Pandemia COVID-19 i konieczność izolowania się ludzi w obronie przed wirusem spowodowała zarazem niemal eksplozję zainteresowania pracą zdalną i jej wdrażaniem w praktyce na różnych szczeblach instytucjonalnych. Dowodzą tego statystyki potwierdzające, że choć praca zdalna relatywnie rzadko występowała w przeszłości, to obecnie w wielu krajach stopniowo przechodzi do głównego nurtu, utrwalając swą pozycję w nowej rzeczywistości. Co prawda, dynamizm obecnych przemian i zmieniająca się siła wirusowych ataków sprawia, że statystyki te cechuje swego rodzaju syndrom ruchomych piasków. Statystyki te wciąż bowiem ewoluują, zmieniają się to w jednym, to w drugim kierunku.
Wzrost znaczenia pracy zdalnej, a zarazem zmienność sytuacji pod tym względem potwierdza m.in. przypadek USA, gdzie przed pandemią COVID-19 zaledwie około 5% Amerykanów pracowało w domu. Do maja zaś liczba ta wzrosła do 62%, a w październiku wynosiła 40%. Podobne trendy zauważalne są także w innych krajach wysoko rozwiniętych, w tym i w Polsce (Praca 2.0., 2021).

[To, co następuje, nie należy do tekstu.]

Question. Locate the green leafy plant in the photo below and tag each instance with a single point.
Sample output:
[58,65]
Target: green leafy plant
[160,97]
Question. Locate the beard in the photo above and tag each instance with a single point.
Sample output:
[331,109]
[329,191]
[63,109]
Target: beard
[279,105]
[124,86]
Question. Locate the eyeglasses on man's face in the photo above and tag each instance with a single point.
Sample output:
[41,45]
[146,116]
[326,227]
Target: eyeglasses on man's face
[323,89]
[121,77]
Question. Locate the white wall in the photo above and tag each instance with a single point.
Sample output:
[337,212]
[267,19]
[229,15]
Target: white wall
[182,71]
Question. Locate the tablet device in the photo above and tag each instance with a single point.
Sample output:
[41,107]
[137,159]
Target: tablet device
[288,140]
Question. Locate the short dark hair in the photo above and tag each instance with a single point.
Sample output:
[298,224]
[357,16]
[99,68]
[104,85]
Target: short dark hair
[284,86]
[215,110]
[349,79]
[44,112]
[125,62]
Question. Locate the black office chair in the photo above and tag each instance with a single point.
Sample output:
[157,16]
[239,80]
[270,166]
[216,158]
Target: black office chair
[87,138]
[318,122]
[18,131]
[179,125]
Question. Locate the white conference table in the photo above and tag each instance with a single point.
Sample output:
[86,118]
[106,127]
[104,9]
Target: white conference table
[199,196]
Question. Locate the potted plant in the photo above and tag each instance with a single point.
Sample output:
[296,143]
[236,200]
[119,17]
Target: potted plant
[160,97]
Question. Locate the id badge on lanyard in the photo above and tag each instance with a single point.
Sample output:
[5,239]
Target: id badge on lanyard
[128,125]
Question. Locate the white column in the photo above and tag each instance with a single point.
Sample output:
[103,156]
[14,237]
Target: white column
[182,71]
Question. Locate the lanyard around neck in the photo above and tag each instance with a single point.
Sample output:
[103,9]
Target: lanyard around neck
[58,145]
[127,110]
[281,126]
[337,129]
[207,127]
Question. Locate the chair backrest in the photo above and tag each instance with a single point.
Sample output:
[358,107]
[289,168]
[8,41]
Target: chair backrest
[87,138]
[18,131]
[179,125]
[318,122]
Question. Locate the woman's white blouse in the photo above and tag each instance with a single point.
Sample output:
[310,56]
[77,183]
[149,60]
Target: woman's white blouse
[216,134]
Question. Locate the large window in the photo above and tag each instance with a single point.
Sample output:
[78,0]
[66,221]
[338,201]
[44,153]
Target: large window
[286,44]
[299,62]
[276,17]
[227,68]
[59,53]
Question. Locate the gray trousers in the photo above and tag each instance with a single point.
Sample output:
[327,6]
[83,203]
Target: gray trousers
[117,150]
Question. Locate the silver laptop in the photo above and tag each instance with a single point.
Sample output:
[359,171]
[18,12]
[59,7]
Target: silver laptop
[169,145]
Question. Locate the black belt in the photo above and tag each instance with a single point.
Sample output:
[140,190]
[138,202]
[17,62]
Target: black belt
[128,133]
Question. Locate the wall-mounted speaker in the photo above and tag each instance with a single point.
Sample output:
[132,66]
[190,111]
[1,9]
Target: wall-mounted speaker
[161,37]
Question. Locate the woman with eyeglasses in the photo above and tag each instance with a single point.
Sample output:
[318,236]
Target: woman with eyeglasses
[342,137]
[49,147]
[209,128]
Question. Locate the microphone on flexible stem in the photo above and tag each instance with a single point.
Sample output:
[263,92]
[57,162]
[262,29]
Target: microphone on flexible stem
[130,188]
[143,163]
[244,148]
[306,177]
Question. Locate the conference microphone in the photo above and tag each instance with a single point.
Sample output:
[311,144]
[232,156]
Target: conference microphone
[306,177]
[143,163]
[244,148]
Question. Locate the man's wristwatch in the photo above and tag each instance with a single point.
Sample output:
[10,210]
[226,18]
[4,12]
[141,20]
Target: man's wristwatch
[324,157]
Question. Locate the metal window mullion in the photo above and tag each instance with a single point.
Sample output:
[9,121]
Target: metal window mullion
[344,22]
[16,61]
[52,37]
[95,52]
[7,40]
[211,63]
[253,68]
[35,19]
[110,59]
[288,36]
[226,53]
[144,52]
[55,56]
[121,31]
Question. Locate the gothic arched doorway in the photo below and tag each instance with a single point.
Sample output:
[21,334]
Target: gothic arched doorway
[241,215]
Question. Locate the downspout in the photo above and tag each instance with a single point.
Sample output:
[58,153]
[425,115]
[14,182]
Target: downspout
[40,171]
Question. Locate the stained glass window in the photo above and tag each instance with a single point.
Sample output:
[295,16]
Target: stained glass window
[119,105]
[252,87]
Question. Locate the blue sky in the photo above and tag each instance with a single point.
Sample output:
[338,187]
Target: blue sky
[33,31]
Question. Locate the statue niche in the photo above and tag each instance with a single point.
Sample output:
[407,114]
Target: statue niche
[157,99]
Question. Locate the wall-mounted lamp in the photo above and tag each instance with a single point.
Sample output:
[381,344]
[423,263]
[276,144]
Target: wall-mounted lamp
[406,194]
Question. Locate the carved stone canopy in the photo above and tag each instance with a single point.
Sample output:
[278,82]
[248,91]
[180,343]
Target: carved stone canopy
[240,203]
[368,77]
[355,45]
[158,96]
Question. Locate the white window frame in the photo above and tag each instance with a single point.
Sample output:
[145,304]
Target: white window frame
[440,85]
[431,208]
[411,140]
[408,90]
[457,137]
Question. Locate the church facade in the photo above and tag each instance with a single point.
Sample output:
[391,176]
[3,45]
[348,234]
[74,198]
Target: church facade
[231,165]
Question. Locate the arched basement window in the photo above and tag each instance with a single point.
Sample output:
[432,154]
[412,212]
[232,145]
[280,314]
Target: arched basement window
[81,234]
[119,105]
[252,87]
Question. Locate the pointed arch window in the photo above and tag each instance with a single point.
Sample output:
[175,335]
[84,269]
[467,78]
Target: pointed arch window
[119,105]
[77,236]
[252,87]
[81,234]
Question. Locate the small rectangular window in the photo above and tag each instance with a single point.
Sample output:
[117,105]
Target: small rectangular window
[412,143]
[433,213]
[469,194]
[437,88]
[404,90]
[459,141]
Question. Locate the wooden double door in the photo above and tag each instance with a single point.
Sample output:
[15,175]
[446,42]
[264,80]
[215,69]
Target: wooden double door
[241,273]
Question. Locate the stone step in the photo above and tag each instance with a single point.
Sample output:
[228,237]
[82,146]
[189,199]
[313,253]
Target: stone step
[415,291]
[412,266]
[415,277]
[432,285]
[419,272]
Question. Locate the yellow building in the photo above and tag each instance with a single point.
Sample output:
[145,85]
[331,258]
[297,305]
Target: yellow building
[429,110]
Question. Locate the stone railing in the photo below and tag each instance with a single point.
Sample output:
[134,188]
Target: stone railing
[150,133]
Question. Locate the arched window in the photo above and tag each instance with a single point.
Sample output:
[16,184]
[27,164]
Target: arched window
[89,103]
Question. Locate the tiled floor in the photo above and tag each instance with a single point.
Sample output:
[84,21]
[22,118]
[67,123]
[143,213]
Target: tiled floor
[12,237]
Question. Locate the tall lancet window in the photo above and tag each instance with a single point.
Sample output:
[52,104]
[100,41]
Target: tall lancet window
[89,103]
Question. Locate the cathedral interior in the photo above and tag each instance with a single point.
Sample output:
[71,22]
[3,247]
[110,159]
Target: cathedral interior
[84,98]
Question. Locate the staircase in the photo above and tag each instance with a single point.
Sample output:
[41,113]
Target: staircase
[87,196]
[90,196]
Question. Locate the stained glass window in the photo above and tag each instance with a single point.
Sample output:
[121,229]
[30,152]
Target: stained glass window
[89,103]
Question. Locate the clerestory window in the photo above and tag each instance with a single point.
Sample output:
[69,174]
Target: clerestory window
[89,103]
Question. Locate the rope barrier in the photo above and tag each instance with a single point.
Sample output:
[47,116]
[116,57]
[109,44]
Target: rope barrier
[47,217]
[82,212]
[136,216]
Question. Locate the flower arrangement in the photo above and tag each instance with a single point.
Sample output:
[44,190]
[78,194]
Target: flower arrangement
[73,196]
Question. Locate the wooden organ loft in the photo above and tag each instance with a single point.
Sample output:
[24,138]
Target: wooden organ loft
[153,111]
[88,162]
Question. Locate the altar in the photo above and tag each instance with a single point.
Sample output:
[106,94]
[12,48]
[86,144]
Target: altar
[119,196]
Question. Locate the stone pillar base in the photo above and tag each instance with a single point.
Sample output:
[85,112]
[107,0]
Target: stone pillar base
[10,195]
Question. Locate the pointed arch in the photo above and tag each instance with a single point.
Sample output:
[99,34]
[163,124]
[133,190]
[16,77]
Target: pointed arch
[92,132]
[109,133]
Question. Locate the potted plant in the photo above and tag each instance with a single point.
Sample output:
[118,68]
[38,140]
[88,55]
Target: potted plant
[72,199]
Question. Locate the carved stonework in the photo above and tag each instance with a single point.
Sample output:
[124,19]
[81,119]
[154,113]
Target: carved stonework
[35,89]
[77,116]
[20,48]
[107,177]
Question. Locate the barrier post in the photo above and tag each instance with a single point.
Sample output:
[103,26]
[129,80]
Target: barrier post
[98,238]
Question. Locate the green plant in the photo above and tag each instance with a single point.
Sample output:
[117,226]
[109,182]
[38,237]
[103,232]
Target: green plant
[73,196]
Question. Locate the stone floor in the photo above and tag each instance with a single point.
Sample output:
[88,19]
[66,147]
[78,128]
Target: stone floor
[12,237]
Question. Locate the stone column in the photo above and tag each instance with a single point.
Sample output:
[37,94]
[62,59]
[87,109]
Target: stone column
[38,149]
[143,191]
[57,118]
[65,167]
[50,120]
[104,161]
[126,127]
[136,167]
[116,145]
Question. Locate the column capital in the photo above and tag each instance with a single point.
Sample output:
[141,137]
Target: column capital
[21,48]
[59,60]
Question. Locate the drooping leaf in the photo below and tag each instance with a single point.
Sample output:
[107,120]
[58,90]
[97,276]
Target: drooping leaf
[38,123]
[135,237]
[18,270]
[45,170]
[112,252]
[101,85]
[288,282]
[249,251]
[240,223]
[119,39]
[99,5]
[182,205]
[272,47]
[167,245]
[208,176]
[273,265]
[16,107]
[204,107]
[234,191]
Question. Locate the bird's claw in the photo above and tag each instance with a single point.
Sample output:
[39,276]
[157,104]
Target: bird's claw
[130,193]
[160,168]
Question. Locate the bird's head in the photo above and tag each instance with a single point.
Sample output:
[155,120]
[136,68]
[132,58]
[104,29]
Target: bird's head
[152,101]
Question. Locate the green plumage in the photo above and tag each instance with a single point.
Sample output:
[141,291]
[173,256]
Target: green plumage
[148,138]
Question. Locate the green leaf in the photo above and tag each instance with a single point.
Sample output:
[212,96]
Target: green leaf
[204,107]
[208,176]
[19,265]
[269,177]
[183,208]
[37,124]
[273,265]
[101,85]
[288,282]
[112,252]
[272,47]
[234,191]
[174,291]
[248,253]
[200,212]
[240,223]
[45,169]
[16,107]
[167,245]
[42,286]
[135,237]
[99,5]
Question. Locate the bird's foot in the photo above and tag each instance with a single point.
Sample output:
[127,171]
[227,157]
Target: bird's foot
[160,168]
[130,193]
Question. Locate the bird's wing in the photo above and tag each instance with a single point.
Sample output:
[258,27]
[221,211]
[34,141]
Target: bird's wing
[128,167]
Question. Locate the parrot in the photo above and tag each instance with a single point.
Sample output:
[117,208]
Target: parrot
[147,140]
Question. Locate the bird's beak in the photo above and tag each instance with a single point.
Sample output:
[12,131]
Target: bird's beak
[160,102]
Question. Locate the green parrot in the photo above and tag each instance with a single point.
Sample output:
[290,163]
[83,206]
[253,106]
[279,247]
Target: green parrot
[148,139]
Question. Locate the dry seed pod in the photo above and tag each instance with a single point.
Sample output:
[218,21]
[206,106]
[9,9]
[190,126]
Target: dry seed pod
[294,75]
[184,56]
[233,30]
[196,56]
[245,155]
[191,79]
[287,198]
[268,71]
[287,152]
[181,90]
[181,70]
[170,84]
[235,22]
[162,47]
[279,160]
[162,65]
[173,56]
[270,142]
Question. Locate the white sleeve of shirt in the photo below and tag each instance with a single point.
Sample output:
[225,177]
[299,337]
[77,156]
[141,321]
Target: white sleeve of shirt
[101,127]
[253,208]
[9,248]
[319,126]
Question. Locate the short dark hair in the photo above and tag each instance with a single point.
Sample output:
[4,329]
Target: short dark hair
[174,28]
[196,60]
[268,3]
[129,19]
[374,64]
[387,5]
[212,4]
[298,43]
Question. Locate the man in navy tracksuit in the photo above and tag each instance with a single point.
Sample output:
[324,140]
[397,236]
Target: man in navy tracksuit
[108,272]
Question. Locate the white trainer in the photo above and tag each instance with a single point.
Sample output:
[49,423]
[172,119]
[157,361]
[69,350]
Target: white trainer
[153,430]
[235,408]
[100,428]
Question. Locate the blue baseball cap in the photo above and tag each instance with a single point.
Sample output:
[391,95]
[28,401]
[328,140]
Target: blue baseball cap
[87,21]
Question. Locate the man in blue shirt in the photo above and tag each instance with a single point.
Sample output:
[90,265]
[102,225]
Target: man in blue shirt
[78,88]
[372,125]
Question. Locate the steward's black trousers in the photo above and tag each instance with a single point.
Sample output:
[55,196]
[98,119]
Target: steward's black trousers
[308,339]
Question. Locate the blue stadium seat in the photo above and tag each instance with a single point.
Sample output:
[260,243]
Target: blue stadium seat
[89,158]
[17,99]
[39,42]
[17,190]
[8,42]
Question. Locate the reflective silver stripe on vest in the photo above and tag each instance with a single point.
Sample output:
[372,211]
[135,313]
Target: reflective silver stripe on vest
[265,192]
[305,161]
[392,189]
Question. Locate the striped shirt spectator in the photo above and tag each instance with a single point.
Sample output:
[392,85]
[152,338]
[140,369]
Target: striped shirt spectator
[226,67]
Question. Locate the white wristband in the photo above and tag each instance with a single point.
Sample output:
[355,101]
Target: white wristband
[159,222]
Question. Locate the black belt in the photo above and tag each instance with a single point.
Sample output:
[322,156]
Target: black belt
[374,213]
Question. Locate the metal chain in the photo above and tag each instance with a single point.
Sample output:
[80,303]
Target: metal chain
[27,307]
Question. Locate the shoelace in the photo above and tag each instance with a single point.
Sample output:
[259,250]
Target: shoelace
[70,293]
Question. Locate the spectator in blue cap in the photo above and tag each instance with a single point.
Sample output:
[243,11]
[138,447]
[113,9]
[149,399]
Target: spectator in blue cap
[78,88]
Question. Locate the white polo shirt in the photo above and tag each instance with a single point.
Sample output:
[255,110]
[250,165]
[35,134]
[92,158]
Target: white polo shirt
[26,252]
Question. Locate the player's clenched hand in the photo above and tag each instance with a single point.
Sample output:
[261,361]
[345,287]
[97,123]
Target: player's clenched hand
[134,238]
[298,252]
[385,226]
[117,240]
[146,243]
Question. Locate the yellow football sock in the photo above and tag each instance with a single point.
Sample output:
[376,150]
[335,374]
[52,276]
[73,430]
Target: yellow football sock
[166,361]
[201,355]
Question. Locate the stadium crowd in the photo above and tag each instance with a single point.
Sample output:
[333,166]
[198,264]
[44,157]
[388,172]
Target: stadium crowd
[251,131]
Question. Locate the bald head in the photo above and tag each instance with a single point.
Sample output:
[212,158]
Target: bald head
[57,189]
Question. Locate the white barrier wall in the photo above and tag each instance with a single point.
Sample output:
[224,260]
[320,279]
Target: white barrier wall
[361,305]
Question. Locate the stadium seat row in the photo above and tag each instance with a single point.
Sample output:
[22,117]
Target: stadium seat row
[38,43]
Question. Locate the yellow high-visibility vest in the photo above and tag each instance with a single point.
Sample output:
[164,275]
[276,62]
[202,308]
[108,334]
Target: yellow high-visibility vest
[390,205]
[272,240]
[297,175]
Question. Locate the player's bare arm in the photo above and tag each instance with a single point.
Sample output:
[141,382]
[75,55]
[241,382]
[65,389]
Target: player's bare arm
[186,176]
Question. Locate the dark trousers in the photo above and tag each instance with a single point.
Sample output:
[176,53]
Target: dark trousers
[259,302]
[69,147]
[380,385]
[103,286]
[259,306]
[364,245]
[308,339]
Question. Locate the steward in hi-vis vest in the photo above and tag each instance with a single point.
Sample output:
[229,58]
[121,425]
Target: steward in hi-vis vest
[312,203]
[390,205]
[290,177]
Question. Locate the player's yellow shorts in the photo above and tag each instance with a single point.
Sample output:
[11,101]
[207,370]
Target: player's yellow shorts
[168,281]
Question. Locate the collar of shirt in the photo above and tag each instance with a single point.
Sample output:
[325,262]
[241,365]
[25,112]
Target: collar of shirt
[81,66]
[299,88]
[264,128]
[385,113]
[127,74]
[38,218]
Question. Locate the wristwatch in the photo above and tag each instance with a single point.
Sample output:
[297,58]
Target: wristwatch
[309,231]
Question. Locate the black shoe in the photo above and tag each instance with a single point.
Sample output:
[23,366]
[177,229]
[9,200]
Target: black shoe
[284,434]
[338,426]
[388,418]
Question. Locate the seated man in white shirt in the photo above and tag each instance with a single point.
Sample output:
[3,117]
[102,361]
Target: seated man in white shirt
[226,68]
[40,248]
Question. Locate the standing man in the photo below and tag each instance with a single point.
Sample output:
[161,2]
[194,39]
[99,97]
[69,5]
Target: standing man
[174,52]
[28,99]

Dlatego też problematyka pracy zdalnej oraz związanych z nią następstw ekonomicznych, społecznych, ekologicznych i innych nabiera obecnie fundamentalnego znaczenia, nie tylko w skali krajowej, lecz także globalnej. Wiąże się z tym wysyp rozmaitych badań oraz ekspertyz na ten temat. Choć badania te wciąż nie dostarczają jednoznacznych ocen co do przyszłości tej formy pracy, to jednak umożliwiają identyfikację niektórych charakterystycznych problemów z nią związanych.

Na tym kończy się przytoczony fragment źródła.